Social media influence on decision-making process in a "Liquid modernity": word of mouth as the main prescriber

by Laurent François

Zygmunt Bauman developped a very interesting sociological theory called “Liquid Modernity”.

Here are the centerpiece ideas :

“One of our purposes today is to consider the relations between the shift from solid, defined, localised, territorialised, nation-bound modernity to that which Bauman names as liquid: catching up in this phrase the effects of globalisation, migration, nomadism, tourism, the effects of world wide webs and internets, socket free phones and texters, a world and subjectivities redefined by interaction with the huge and fascinating potentials of new technologies and information systems.”

For ages, when you had to solve problems, things were pretty easy : you had to go to Church, to your family or to your administration to find a solution. The other point is that you mainly had to solve material problems like “how to stop starving? how to feel safe whereas there’s the war? how to feed my children?” etc. I summed up very briefly, I know, I beg your pardon.
Now things have changed : in our post-modern Western societies (I stereotype again, sorry sorry !), we experience a paradox. We probably have less material problems like killing a wolf, but in the meantime we have hundreds of little immaterial risks to anticipate, postpone and sometimes figure out.

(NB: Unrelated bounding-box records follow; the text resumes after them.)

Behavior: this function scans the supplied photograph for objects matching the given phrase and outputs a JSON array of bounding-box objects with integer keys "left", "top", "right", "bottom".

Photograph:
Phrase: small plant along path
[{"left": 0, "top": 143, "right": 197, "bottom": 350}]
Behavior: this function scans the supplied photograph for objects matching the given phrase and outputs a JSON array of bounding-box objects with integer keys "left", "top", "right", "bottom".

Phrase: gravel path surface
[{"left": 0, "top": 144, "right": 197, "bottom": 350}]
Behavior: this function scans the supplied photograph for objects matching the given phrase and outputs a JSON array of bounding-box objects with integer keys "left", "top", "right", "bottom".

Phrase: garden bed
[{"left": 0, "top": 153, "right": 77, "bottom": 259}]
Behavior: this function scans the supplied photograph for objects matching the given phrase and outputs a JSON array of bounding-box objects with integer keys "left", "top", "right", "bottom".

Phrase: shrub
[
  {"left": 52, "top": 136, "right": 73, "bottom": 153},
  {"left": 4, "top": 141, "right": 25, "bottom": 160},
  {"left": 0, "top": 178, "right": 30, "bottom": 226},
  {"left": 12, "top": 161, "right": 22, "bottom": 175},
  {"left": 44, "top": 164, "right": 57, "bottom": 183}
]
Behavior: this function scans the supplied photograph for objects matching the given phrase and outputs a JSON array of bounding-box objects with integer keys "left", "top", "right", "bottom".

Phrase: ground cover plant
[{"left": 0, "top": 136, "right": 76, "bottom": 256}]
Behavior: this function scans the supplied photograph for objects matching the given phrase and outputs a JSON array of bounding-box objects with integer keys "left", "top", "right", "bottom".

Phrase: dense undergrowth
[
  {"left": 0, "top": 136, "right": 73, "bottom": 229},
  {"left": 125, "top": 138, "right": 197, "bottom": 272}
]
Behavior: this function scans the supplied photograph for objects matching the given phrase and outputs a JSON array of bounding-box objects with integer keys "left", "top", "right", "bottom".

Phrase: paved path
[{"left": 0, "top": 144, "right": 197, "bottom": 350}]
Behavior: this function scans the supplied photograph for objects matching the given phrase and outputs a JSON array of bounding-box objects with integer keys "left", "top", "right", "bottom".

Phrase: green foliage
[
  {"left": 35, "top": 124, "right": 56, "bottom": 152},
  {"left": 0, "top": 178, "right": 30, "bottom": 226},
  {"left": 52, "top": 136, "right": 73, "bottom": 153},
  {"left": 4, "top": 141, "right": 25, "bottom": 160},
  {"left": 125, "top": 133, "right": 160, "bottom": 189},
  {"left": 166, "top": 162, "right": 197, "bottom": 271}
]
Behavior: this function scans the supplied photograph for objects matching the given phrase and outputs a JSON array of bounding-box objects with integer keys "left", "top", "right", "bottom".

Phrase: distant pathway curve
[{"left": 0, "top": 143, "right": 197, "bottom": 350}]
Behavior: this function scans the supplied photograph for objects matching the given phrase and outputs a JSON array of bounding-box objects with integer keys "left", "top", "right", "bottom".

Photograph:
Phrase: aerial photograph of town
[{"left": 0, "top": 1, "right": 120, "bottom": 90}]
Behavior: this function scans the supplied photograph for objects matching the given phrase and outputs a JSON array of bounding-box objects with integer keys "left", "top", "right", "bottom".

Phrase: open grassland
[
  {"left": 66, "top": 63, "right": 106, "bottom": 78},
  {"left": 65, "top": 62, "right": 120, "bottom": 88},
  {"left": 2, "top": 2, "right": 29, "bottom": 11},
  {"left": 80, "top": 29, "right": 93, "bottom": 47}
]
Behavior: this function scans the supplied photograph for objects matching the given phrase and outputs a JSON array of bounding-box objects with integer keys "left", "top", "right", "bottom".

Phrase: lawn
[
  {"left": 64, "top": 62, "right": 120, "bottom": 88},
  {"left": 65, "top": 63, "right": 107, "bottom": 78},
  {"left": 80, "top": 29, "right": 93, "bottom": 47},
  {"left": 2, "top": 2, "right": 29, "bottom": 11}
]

You have to think of your health insurance, of your children future University enrollment, of your ex-wife new boyfriends, and even of your online reputation for your next employer.
So many instant questions to answer and really less time.

Then how do you find a quick path to key information in this liquid modernity?
The answers are…

peers through word-of-mouth (offline, online) !!!

source: sfnblog

The people have a very strong asset : they talk to you (re-damn), they have an opinion & express it (re-re-damn) so as if you look for an insight, you probably have more confidence in a consumers’ review that will influence your decision-making process.

As a citizen-consumer, you will need a map in this ocean of information :

“The point is that you can get where you are going without a map. You can ask a stranger on the street, pull over to a gas station or wander around until you eventually find it. But maps always seem to help us find our way and can help others feel reassured about where we are going. Maps are great—we can still explore with them, but it’s just good to know that they’re there when we need them. Without them, we might still find out way—though getting lost is never all that much fun.”